Labor Unions And Inequality

In the wake of the Great Recession, economic inequality – the extent to which income and wealth are distributed unevenly across a population – has emerged as a major issue in the United States.

Since the late 1970s, there has been enormous change in the distribution of income and wealth in the U.S. The gap between the “haves” and the “have-nots” has widened, with a small portion of the population reaping an increasingly larger share of the country’s economic rewards. Warren Buffet got it right when he said, “There’s been class warfare going on for the last 20 years and my class has won.”

The average American has lost.

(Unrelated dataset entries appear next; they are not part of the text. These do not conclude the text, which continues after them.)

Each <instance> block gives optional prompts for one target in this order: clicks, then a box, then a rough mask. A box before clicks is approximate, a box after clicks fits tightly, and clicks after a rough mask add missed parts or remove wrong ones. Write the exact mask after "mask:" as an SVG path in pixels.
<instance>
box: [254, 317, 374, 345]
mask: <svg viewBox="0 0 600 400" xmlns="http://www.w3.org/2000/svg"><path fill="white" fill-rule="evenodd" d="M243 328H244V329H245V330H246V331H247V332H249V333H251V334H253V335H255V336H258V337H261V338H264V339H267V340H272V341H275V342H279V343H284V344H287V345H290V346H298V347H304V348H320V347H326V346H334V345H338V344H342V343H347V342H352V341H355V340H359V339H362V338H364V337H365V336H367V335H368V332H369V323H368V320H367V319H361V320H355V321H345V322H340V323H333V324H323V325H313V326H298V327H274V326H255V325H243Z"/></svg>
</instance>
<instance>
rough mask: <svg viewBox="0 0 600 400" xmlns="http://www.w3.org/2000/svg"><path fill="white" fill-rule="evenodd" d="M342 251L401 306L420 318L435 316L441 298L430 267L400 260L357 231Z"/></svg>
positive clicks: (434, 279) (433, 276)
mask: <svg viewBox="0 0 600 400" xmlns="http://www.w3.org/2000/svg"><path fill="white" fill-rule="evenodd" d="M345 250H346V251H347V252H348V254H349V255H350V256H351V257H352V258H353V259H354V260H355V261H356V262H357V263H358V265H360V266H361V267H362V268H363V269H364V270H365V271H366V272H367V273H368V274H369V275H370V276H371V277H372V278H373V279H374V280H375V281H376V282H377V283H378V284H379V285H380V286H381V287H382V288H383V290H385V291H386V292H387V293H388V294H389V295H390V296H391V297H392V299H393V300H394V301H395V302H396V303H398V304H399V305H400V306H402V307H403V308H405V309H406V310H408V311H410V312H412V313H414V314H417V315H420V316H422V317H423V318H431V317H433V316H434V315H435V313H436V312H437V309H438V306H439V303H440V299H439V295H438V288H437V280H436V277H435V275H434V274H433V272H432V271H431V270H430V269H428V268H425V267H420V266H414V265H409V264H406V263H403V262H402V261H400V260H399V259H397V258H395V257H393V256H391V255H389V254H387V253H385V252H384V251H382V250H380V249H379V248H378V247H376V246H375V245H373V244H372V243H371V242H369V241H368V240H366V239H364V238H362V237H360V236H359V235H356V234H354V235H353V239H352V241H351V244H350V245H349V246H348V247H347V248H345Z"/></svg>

Since the mid-1970s, wages have remained stagnant and middle-class earnings have lagged the cost of living.

There are a number of factors contributing to economic inequality, downward mobility among working-class Americans and the dangerous fissures it has caused American society. These include government tax and regulatory policies, the acceleration of finance capitalism, culture, immigration, globalization, and the rate of technological change.

Frequently overlooked is the declining strength of private-sector labor unions. In 1979, unions represented 24 percent of the private sector labor force; today only 6.5 percent of private-sector workers are unionized.

The effects of this decline are fiercely debated. Conservatives argue that labor unions decrease competitiveness and business profitability. Progressives say that in an era of globalization, companies threaten to ship jobs to factories offshore to extract concessions from unions with impunity. For sure, unions raise wages, but that doesn’t necessarily mean they reduce profitability or diminish competitiveness. Consider the success of unionized firms such as Southwest Airlines and UPS.

American manufacturing and wages suffered as U.S. companies engaged in extensive offshore outsourcing of decent-paying domestic jobs to China and other low-wage countries under the banner of free trade, prioritizing short-term profits over long-term investments and the public interest. For example, from 2000-2016, the U.S. shed five million manufacturing jobs, a fact that supporters of free trade and globalization rarely mention.

The loss of traditional manufacturing jobs has contributed to income inequality and declining union membership. According to a report by the Washington-based think tank the Economic Policy Institute, if unions had the same presence in the private sector today as in 1979, both union members and non-members would be making about $2,500 more each year.

Many companies have built their business models around offshoring manufacturing to reduce costs without passing the savings on to consumers. They view the wages and benefits that once underpinned a middle-class lifestyle as obscenely excessive. That’s why they support free trade and use their political power to garner the support of both major political parties, helping accelerate the demise of labor unions. Government turned a blind eye as corporations packed up good jobs and send them overseas, weakening private-sector unions.

The American public has repeatedly been told that policies that restrain foreign competition are a form of protectionism that subsidizes inefficient domestic industries and raises prices. The issue of job losses is ignored. The benefits of free trade allegedly exceed the costs of lost jobs, especially for those who work with their hands. Assumed consumer benefits should be considered when it comes to trade policy, but so should giving working-class people a fair shot at the American Dream. Americans need a more balanced way of thinking about free trade and the offshoring of American jobs.

Is it any wonder that President Trump’s campaign slogan – “Make America Great Again” – resonated with ordinary Americans? This rhetoric is reminiscent of 1988 Democratic Presidential candidate Rep. Richard Gephardt’s slogan “Let’s Make American First Again.”

Writing over 2400 years ago, the Greek philosopher Aristotle captured the importance of inequality when he wrote, “A polity with extremes of wealth and poverty is a city not of free persons but of slaves and masters, the ones consumed by envy, the others by contempt.”